EXHIBIT 99.1
SETTLEMENT NOTICE
PROS Holdings, Inc.
2.00% Convertible Senior Notes due 2019
(CUSIP No.: 74346Y AB9)
NOTICE IS HEREBY GIVEN that PROS Holdings, Inc., a Delaware corporation (the “Company”), has elected to settle any conversions of its outstanding 2.00% Convertible Senior Notes due 2019 (the “Notes”) by Combination Settlement pursuant to Section 14.02 of the indenture governing the Notes (the “Indenture”), in an amount (the “Settlement Amount”) consisting of (a) cash equal to $1,000 per $1,000 principal amount of the Notes at maturity, plus (b) an additional number of shares of the Company’s common stock, par value 0.001 per share (the “Common Stock”). The Settlement Amount will be determined pursuant to the Indenture and will be based on the per share volume-weighted average price of the Common Stock over a 60 trading day period ending on November 27, 2019. Notes with respect to which the conversion right is validly exercised in accordance with the terms of the Notes and the Indenture will be settled on December 3, 2019. The conversion rate for the Notes as of the date of this Notice is 29.5972 shares of Common Stock per $1,000 principal amount of Notes at maturity.

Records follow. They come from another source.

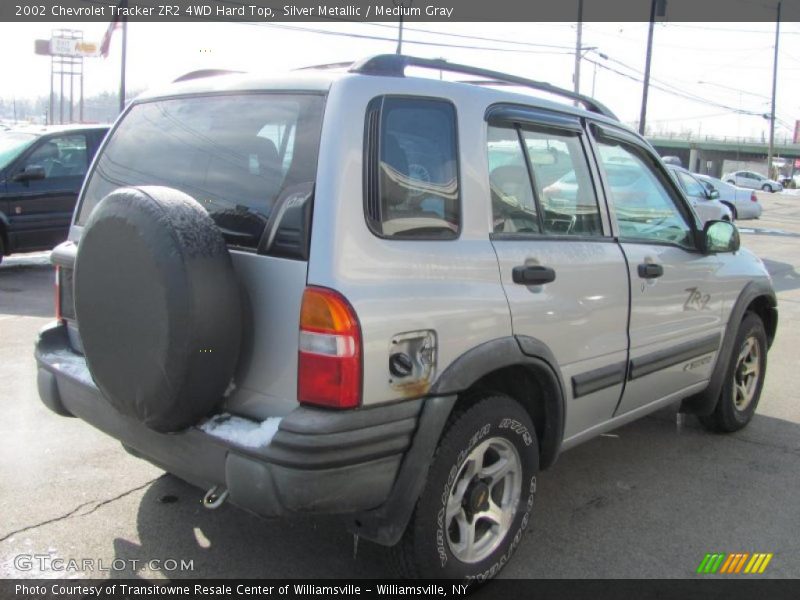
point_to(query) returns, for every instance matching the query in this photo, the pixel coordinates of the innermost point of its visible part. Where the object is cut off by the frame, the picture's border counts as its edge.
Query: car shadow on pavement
(231, 543)
(646, 500)
(784, 275)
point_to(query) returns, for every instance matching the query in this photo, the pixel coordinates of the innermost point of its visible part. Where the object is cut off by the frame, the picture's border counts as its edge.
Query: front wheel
(478, 497)
(744, 379)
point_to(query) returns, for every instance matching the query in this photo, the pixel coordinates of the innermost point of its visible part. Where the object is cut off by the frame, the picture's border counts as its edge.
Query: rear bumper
(319, 461)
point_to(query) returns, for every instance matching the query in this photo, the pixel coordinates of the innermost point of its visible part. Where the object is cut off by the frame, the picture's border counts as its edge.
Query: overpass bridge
(708, 154)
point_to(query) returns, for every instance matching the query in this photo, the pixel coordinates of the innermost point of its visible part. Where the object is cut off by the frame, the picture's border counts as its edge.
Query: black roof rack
(204, 73)
(339, 65)
(394, 65)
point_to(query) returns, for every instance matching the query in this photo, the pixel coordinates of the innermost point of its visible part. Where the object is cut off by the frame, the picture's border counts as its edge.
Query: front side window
(645, 209)
(411, 179)
(12, 144)
(236, 155)
(63, 156)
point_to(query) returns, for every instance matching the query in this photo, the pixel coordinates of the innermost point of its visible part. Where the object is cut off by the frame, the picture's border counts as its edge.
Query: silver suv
(392, 297)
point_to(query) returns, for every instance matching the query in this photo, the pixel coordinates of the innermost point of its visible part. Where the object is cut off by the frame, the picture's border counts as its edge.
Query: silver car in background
(743, 202)
(751, 180)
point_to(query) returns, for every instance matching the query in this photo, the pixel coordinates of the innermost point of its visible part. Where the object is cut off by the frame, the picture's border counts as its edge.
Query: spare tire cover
(158, 306)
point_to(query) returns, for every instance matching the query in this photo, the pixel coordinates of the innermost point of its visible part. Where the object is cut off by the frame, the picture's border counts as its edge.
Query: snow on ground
(242, 432)
(71, 364)
(32, 259)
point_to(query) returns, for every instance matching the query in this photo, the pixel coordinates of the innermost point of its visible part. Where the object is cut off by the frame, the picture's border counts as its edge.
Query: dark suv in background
(41, 172)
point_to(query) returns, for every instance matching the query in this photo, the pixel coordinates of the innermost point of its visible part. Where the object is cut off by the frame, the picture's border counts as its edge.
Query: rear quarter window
(411, 168)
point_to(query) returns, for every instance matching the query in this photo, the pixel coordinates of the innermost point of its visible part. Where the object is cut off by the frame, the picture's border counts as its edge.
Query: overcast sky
(727, 67)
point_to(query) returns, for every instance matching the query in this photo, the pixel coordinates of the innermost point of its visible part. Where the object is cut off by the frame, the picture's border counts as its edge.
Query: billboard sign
(59, 46)
(72, 47)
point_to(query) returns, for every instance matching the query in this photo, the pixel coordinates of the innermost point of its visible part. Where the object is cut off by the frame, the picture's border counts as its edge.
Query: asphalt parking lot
(648, 500)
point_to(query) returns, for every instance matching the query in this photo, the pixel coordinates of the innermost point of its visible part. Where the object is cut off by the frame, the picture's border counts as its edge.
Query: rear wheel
(744, 379)
(478, 497)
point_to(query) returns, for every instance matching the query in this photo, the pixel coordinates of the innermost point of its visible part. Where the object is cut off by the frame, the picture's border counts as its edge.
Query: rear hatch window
(237, 155)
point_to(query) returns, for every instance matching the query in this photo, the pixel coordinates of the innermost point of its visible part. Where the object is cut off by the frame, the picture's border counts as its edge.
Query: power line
(405, 41)
(675, 92)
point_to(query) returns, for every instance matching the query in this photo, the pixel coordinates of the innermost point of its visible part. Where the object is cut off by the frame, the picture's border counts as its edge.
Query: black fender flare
(704, 403)
(512, 351)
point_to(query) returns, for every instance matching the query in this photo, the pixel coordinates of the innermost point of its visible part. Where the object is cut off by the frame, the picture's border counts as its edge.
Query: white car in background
(754, 181)
(743, 202)
(705, 203)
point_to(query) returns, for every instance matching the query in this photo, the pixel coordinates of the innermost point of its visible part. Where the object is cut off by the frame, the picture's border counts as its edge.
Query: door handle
(532, 275)
(650, 271)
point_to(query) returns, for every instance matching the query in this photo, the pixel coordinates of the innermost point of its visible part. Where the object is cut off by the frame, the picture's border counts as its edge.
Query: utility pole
(771, 149)
(123, 4)
(577, 76)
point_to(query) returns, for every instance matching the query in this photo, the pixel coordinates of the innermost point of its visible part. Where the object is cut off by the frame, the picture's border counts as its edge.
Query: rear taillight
(329, 358)
(58, 293)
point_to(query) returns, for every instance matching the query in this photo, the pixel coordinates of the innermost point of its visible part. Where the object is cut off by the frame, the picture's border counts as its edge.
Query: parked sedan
(706, 204)
(743, 202)
(753, 181)
(41, 172)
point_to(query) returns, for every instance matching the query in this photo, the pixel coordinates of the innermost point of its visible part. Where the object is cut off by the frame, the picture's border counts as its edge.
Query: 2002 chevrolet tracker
(391, 297)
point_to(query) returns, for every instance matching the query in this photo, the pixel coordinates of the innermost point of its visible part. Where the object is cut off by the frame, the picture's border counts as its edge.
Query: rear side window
(411, 169)
(540, 183)
(237, 155)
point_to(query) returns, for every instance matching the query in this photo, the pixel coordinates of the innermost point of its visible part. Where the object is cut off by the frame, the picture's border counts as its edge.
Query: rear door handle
(532, 275)
(650, 271)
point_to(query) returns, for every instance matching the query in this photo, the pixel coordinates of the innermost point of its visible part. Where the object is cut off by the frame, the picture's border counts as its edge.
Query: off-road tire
(425, 549)
(728, 416)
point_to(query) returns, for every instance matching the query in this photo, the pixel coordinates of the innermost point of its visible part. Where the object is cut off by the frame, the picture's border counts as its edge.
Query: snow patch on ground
(242, 432)
(70, 364)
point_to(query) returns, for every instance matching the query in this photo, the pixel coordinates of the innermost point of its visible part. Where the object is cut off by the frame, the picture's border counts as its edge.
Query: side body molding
(516, 351)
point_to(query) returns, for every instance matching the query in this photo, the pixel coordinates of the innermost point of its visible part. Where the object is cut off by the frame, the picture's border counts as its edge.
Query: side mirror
(30, 173)
(720, 236)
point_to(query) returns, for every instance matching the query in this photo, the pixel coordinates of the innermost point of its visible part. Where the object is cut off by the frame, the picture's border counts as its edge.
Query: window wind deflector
(505, 115)
(616, 135)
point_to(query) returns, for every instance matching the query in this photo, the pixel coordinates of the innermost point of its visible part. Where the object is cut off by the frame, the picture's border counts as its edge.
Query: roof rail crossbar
(199, 74)
(326, 66)
(394, 65)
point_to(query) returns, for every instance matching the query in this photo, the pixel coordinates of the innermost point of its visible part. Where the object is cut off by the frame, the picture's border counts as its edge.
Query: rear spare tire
(158, 305)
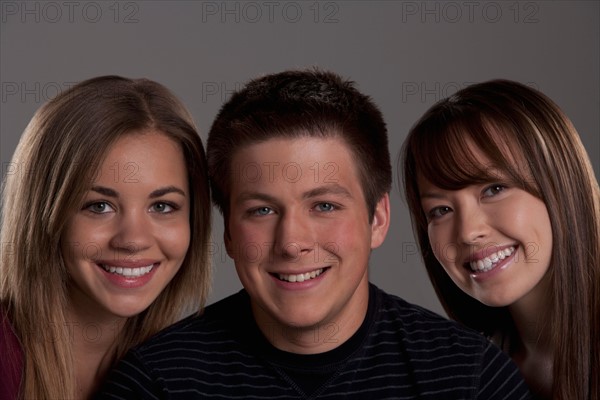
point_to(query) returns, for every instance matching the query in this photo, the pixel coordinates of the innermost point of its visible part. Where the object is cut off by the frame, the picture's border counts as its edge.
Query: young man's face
(300, 236)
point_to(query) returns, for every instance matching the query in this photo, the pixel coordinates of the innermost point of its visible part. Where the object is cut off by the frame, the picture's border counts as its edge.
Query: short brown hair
(292, 104)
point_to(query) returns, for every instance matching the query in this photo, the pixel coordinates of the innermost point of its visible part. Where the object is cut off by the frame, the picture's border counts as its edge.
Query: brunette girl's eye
(493, 190)
(162, 207)
(438, 212)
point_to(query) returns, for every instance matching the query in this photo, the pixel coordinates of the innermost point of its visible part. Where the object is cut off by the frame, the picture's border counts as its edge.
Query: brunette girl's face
(494, 240)
(130, 235)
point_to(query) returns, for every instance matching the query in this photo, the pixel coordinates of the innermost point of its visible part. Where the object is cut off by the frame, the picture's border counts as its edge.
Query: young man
(301, 172)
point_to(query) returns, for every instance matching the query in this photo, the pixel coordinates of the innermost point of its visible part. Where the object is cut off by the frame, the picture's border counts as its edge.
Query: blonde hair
(509, 121)
(59, 152)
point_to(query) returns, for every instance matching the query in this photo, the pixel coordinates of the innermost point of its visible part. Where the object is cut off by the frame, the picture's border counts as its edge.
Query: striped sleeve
(131, 380)
(500, 379)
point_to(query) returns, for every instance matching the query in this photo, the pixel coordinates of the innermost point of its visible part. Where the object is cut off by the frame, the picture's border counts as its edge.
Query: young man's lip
(298, 272)
(486, 252)
(128, 263)
(318, 272)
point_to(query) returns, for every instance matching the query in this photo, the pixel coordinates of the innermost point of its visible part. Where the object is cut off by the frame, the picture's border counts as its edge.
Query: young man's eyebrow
(327, 189)
(245, 196)
(166, 190)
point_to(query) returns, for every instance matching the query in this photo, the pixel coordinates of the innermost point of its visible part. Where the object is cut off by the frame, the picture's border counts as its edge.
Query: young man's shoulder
(416, 320)
(425, 334)
(218, 322)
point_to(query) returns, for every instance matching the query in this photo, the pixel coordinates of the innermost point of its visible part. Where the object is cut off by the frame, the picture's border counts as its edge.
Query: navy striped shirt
(401, 351)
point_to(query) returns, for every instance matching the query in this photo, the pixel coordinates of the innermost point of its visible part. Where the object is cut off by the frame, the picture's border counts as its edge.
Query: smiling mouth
(488, 263)
(300, 277)
(128, 272)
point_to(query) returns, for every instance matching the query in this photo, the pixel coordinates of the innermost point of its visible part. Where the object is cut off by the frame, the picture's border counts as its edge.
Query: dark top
(401, 351)
(11, 360)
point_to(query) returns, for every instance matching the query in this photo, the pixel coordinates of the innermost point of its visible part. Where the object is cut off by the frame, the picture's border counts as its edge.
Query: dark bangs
(445, 144)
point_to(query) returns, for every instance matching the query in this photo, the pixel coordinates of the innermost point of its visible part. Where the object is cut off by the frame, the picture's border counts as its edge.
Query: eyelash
(432, 213)
(257, 211)
(334, 207)
(88, 206)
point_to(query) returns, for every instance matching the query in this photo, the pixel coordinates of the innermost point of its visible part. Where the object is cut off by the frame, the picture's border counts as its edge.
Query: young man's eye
(493, 190)
(163, 208)
(99, 207)
(261, 211)
(325, 207)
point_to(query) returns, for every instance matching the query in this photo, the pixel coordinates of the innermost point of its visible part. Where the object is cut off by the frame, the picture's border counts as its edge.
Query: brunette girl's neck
(531, 345)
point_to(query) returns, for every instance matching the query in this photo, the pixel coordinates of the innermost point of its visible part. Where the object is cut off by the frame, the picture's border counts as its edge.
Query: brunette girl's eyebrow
(169, 189)
(432, 195)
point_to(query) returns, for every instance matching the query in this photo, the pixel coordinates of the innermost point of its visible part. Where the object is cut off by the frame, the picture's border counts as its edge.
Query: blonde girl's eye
(99, 207)
(261, 211)
(163, 208)
(438, 212)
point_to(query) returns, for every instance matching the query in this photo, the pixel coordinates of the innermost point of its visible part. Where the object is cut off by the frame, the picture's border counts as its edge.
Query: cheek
(83, 241)
(175, 239)
(443, 244)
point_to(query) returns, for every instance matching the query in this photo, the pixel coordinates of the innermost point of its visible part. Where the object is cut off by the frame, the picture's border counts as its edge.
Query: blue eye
(99, 207)
(163, 208)
(493, 190)
(325, 207)
(262, 211)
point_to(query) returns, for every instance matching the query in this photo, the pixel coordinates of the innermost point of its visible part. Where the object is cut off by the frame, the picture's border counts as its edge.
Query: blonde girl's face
(129, 236)
(494, 240)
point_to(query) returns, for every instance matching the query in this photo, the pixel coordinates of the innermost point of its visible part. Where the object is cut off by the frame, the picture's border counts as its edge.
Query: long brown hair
(509, 121)
(60, 150)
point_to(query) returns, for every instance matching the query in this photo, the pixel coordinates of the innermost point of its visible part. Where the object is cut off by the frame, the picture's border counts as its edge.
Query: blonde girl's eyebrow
(103, 190)
(166, 190)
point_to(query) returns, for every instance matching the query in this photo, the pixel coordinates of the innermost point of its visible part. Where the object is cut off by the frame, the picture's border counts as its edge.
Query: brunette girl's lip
(495, 261)
(487, 251)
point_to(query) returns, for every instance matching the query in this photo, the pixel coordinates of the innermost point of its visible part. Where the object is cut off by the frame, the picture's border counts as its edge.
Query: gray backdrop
(405, 54)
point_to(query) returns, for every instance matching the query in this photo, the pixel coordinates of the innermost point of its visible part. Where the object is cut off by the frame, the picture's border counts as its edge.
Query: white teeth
(489, 262)
(128, 272)
(301, 277)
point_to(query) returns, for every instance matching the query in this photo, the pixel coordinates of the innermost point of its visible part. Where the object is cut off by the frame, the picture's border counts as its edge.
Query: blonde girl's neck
(94, 342)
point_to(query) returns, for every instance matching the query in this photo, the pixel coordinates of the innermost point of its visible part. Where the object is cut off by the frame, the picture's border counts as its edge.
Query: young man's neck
(318, 338)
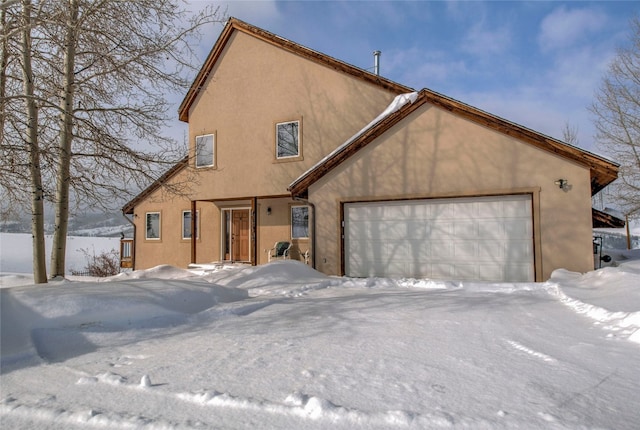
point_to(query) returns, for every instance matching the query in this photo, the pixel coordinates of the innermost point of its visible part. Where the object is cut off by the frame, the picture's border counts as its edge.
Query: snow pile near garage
(283, 346)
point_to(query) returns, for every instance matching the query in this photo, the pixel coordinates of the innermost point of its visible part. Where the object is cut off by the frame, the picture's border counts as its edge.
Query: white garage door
(479, 238)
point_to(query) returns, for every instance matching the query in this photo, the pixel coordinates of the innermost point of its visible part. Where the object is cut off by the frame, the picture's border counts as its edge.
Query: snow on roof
(398, 102)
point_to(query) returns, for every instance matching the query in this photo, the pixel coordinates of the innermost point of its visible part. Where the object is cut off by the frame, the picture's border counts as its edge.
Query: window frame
(284, 158)
(188, 211)
(291, 218)
(213, 151)
(146, 225)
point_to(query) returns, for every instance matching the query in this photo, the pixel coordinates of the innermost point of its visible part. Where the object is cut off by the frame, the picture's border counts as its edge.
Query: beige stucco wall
(253, 86)
(433, 153)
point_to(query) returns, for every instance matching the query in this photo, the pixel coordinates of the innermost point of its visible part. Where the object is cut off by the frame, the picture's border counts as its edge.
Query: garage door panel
(486, 238)
(518, 228)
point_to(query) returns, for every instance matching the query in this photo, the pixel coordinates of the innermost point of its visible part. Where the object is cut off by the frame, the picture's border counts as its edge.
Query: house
(366, 176)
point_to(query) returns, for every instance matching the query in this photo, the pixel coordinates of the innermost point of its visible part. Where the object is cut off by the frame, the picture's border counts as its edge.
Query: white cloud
(482, 41)
(563, 28)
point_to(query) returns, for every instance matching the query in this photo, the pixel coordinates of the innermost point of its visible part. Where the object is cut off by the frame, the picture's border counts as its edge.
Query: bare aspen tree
(31, 115)
(616, 111)
(63, 178)
(102, 73)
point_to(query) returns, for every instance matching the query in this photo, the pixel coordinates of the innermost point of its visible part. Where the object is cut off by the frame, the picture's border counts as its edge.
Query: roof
(603, 171)
(235, 24)
(602, 219)
(171, 172)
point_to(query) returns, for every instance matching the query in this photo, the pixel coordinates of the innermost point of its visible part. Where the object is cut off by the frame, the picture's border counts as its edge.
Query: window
(288, 139)
(205, 150)
(186, 224)
(153, 226)
(299, 222)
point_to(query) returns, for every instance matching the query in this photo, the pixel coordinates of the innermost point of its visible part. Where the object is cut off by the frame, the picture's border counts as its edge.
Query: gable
(235, 25)
(602, 171)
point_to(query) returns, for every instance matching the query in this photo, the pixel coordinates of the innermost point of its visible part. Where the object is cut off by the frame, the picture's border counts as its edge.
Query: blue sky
(536, 63)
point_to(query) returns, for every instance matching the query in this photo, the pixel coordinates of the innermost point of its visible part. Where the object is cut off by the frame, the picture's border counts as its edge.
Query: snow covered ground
(282, 346)
(16, 255)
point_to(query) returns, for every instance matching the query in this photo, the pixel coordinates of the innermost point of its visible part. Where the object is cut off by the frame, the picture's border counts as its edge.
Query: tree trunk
(37, 195)
(63, 180)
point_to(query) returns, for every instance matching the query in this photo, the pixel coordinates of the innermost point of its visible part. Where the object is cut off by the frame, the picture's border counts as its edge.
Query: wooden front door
(240, 233)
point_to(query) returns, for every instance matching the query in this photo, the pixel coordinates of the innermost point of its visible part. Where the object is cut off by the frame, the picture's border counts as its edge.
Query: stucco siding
(253, 86)
(432, 153)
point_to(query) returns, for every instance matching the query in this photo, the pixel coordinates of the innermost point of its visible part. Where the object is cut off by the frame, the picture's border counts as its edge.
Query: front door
(240, 236)
(236, 234)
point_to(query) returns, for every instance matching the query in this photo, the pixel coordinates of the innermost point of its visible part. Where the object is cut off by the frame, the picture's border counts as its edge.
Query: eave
(174, 170)
(605, 220)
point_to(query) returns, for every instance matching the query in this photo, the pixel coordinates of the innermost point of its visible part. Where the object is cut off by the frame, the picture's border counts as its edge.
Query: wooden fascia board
(321, 58)
(203, 74)
(602, 171)
(129, 207)
(605, 220)
(275, 40)
(300, 187)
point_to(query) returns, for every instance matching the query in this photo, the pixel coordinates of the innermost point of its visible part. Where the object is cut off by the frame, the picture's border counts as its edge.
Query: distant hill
(90, 224)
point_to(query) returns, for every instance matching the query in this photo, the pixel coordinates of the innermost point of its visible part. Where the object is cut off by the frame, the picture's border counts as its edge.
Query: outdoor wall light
(563, 184)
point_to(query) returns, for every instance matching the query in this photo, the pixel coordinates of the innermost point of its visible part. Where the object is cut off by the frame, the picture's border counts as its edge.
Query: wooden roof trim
(604, 220)
(129, 207)
(602, 171)
(300, 186)
(275, 40)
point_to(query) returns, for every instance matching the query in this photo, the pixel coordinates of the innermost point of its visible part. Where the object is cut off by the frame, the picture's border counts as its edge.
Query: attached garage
(487, 238)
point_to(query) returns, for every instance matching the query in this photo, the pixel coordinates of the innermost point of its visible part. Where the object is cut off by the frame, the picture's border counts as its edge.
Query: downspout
(313, 229)
(133, 254)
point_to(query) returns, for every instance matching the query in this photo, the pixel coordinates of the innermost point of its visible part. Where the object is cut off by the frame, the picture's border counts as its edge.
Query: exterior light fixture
(563, 184)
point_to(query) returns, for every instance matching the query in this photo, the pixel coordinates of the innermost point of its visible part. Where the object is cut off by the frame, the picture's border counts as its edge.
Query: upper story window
(205, 150)
(152, 226)
(288, 140)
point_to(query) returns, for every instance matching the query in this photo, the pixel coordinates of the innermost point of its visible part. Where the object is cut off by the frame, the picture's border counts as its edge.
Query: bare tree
(31, 122)
(617, 119)
(104, 69)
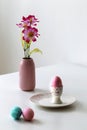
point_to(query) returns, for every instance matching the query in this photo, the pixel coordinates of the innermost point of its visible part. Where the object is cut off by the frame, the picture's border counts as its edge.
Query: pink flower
(30, 34)
(28, 21)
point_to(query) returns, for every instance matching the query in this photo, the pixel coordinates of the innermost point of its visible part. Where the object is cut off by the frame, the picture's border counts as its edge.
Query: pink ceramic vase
(27, 74)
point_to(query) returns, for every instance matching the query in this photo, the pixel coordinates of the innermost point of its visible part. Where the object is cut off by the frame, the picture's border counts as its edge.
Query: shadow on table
(77, 106)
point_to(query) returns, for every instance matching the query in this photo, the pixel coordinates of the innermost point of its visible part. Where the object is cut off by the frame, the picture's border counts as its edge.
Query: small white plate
(44, 100)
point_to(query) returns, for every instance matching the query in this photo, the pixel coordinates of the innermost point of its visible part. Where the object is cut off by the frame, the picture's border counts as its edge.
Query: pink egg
(56, 82)
(28, 114)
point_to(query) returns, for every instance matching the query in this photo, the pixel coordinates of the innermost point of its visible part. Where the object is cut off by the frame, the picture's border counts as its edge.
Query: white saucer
(44, 100)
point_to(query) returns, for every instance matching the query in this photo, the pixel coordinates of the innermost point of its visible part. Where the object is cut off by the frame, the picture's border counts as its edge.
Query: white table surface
(74, 117)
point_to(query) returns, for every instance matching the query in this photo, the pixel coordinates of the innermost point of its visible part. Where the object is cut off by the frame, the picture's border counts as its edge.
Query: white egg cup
(56, 95)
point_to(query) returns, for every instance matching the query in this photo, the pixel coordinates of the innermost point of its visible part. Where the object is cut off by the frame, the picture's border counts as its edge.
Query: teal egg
(16, 112)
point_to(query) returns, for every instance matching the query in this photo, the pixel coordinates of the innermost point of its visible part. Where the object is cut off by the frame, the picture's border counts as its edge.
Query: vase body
(27, 74)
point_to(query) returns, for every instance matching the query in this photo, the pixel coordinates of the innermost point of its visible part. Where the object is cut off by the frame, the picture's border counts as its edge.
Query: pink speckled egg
(28, 114)
(56, 82)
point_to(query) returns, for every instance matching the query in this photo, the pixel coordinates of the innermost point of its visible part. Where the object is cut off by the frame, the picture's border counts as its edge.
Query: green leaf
(35, 51)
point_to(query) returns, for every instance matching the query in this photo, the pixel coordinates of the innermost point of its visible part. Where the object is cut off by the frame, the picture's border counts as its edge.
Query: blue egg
(16, 113)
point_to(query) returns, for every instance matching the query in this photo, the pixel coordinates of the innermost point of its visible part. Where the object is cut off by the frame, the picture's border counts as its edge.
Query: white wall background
(63, 29)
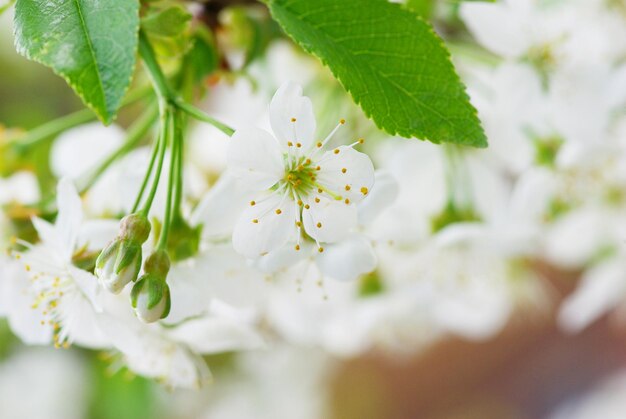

The Company and the Trustee shall not be responsible for the use of the CUSIP or ISIN number selected, nor is any representation made as to their correctness in this notice or as printed on any Note and the applicable Holder should rely only on the other identification numbers printed on the Notes. The CUSIP or ISIN number is included solely for the convenience of the Holders of the Notes.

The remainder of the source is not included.